We should file a Jira on it.
I agree CheckDir() is called too many times and too expensive. I don't
think it serves anything important or essential purpose. I vote for
removing it. Anyone ever seen this check fail and/or the failure being
useful for cluster functionality?
Raghu.
Igor Bolotin wrote:
While investigating performance issues in our Hadoop DFS/MapReduce
cluster I saw very high CPU usage by DataNode processes.
Stack trace showed following on most of the data nodes:
"[EMAIL PROTECTED]" daemon prio=1
tid=0x00002aaacb5b7bd0 nid=0x5940 runnable
[0x000000004166a000..0x000000004166ac00]
at java.io.UnixFileSystem.checkAccess(Native Method)
at java.io.File.canRead(File.java:660)
at
org.apache.hadoop.util.DiskChecker.checkDir(DiskChecker.java:34)
at
org.apache.hadoop.dfs.FSDataset$FSDir.checkDirTree(FSDataset.java:164)
at
org.apache.hadoop.dfs.FSDataset$FSDir.checkDirTree(FSDataset.java:168)
at
org.apache.hadoop.dfs.FSDataset$FSDir.checkDirTree(FSDataset.java:168)
at
org.apache.hadoop.dfs.FSDataset$FSDir.checkDirTree(FSDataset.java:168)
at
org.apache.hadoop.dfs.FSDataset$FSDir.checkDirTree(FSDataset.java:168)
at
org.apache.hadoop.dfs.FSDataset$FSDir.checkDirTree(FSDataset.java:168)
at
org.apache.hadoop.dfs.FSDataset$FSDir.checkDirTree(FSDataset.java:168)
at
org.apache.hadoop.dfs.FSDataset$FSDir.checkDirTree(FSDataset.java:168)
at
org.apache.hadoop.dfs.FSDataset$FSDir.checkDirTree(FSDataset.java:168)
at
org.apache.hadoop.dfs.FSDataset$FSDir.checkDirTree(FSDataset.java:168)
at
org.apache.hadoop.dfs.FSDataset$FSDir.checkDirTree(FSDataset.java:168)
at
org.apache.hadoop.dfs.FSDataset$FSDir.checkDirTree(FSDataset.java:168)
at
org.apache.hadoop.dfs.FSDataset$FSDir.checkDirTree(FSDataset.java:168)
at
org.apache.hadoop.dfs.FSDataset$FSDir.checkDirTree(FSDataset.java:168)
at
org.apache.hadoop.dfs.FSDataset$FSVolume.checkDirs(FSDataset.java:258)
at
org.apache.hadoop.dfs.FSDataset$FSVolumeSet.checkDirs(FSDataset.java:339
)
- locked <0x00002aaab6fb8960> (a
org.apache.hadoop.dfs.FSDataset$FSVolumeSet)
at
org.apache.hadoop.dfs.FSDataset.checkDataDir(FSDataset.java:544)
at
org.apache.hadoop.dfs.DataNode$DataXceiveServer.run(DataNode.java:535)

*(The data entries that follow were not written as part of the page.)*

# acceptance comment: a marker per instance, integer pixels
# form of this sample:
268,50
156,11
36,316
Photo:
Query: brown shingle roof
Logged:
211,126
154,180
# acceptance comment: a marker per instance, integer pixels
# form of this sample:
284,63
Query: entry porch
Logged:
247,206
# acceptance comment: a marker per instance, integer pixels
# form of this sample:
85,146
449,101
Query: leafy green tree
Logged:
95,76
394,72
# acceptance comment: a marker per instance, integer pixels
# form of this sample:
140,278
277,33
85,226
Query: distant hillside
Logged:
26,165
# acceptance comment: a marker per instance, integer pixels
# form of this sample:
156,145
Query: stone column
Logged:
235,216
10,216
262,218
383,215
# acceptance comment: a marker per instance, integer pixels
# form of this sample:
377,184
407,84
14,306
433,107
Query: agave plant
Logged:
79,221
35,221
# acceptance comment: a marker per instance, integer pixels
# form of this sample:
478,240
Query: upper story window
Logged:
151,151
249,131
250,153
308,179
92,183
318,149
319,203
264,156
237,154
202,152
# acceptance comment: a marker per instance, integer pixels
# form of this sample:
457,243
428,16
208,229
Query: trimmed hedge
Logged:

at java.lang.Thread.run(Thread.java:595)
I understand that it would take a while to check the entire data
directory - as we have some 180,000 blocks/files in there. But what
really bothers me that from the code I see that this check is executed
for every client connection to the DataNode - which also means for every
task executed in the cluster. Once I commented out the check and
restarted datanodes - the performance went up and CPU usage went down to
reasonable level.
Now the question is - am I missing something here or this check should
really be removed?
Best regards,
Igor Bolotin
www.collarity.com